The Presence and Diversity of Nematodes in the Soil and their Potential to Damage Crops Grown in These Soils

For the cropping soil, plants growing in uninoculated unsterilised and sterilised soils had greater shoot length than those planted in inoculated soil. On the other hand, plants grown in inoculated sand had greater shoot length than those planted in uninoculated soil. Reductions in shoot and root length showed that the soils contained nematodes that could damage crops.⁴ However, the higher shoot and root lengths in uninoculated soils showed that the soil had the potential to counter the harmful effects of nematodes in the soil. Nonetheless, the sandy parts of the soil could benefit from inoculation with microbial populations.

The Presence and Abundance of Phytophthora in the Soils

The baiting test did not show any signs of infestation by P. cinnamomi.

Recommendations

From the above observations, PPAT3003 Microbiology Services recommends that the following actions should be taken in Eveleigh Hills to maintain the biological diversity of the soil and its functionality. Other benefits that will be achieved from implementing these recommendations include enhancement of the quality of degraded soils and promoting biological resilience.
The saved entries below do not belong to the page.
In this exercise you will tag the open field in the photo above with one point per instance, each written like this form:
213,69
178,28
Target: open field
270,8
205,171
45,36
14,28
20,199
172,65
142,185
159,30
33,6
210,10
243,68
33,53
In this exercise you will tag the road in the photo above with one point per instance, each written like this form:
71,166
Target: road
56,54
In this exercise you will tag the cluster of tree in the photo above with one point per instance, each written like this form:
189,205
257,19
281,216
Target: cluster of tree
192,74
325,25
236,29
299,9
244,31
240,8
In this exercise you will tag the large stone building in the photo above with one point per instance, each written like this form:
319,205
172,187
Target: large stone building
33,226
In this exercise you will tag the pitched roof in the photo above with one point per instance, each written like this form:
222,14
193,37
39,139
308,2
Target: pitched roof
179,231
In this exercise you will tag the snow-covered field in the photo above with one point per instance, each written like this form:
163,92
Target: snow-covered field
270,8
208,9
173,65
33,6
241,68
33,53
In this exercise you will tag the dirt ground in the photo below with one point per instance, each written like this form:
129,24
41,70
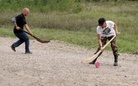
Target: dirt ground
59,64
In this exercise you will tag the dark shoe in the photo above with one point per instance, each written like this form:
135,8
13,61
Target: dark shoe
28,52
13,48
115,64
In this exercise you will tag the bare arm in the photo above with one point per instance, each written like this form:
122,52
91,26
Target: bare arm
28,29
14,22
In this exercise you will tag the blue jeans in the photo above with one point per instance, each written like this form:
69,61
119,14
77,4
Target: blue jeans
22,38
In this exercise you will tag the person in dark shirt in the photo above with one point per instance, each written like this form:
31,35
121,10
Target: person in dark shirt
19,24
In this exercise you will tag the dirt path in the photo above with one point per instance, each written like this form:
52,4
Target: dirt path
59,64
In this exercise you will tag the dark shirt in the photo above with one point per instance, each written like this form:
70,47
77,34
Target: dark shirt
20,21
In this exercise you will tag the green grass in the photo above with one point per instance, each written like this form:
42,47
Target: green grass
83,38
77,26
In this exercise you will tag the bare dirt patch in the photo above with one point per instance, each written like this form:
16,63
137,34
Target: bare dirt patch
59,64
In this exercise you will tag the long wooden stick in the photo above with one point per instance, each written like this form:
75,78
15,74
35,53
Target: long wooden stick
40,40
96,55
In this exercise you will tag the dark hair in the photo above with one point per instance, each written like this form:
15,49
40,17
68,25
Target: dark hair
101,21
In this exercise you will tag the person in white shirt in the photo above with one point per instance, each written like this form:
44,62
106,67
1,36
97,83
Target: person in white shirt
106,30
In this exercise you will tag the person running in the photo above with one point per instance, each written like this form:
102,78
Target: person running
106,30
19,24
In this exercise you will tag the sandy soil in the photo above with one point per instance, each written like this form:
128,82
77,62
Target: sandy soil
59,64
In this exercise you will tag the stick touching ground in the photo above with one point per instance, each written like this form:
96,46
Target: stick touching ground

• Parts of the farm with sandy soil should be inoculated with an array of microbial populations to enhance the resistance of crops to nematodes.
• The soils should be irrigated to provide the optimum moisture levels for the growth of legumes and other crops given the low moisture content.
• Plant legumes to improve the physical and chemical properties of the soil such as the reduction of pH, which means that more legumes should be planted.
• The low biological activity of the soil necessitates the application of stable organic matter.

Conclusion

This report uses various tests to draw different conclusions regarding the biological health of Eveleigh Hills soil under cultivation. The analytical scope included soil function, microbial activity, diversity, soil’s suppression ability of the root-knot nematode and possible infestation by Phytophthora. The report finds that the suitability for cropping is moderate on cultivated soil. The key recommendations include inoculation of sandy soils with microbes to improve resistance to soil nematodes, irrigating and applying stable organic matter. PPAT3003 Microbiology Services accepts the limitations of the analysis and admits that the views presented herein may differ from those given by other consultant agencies.

Footnotes

1. Thoumazeau, A, Gay, F, Alonso, P, Suvannang, N, Phongjinda, A, Panklang, P, Chevallier, T, Bessou, C & Brauman, A 2017, ‘SituResp®: A time-and cost-effective method to assess basal soil respiration in the field’, Applied Soil Ecology, vol. 121, pp. 223-230.
2. Redondo, MA, Boberg, J, Stenlid, J & Oliva, J 2018, ‘Functional traits associated with the establishment of introduced Phytophthora spp. in Swedish forests’, Journal of Applied Ecology, vol. 55, no. 3, pp. 1538-1552.
3. Moir, J, Jordan, P, Moot, D & Lucas, R 2016, ‘Phosphorus response and optimum pH ranges of twelve pasture legumes grown in an acid upland New Zealand soil under glasshouse conditions’, Journal of Soil Science and Plant Nutrition, vol. 16, no. 2, pp. 438-460.
4. Zhao, D, Zhao, H, Zhao, D, Zhu, X, Wang, Y, Duan, Y, Xuan, Y & Chen, L 2018, ‘Isolation and identification of bacteria from rhizosphere soil and their effect on plant growth promotion and root-knot nematode disease’, Biological Control, vol. 119, pp. 12-19.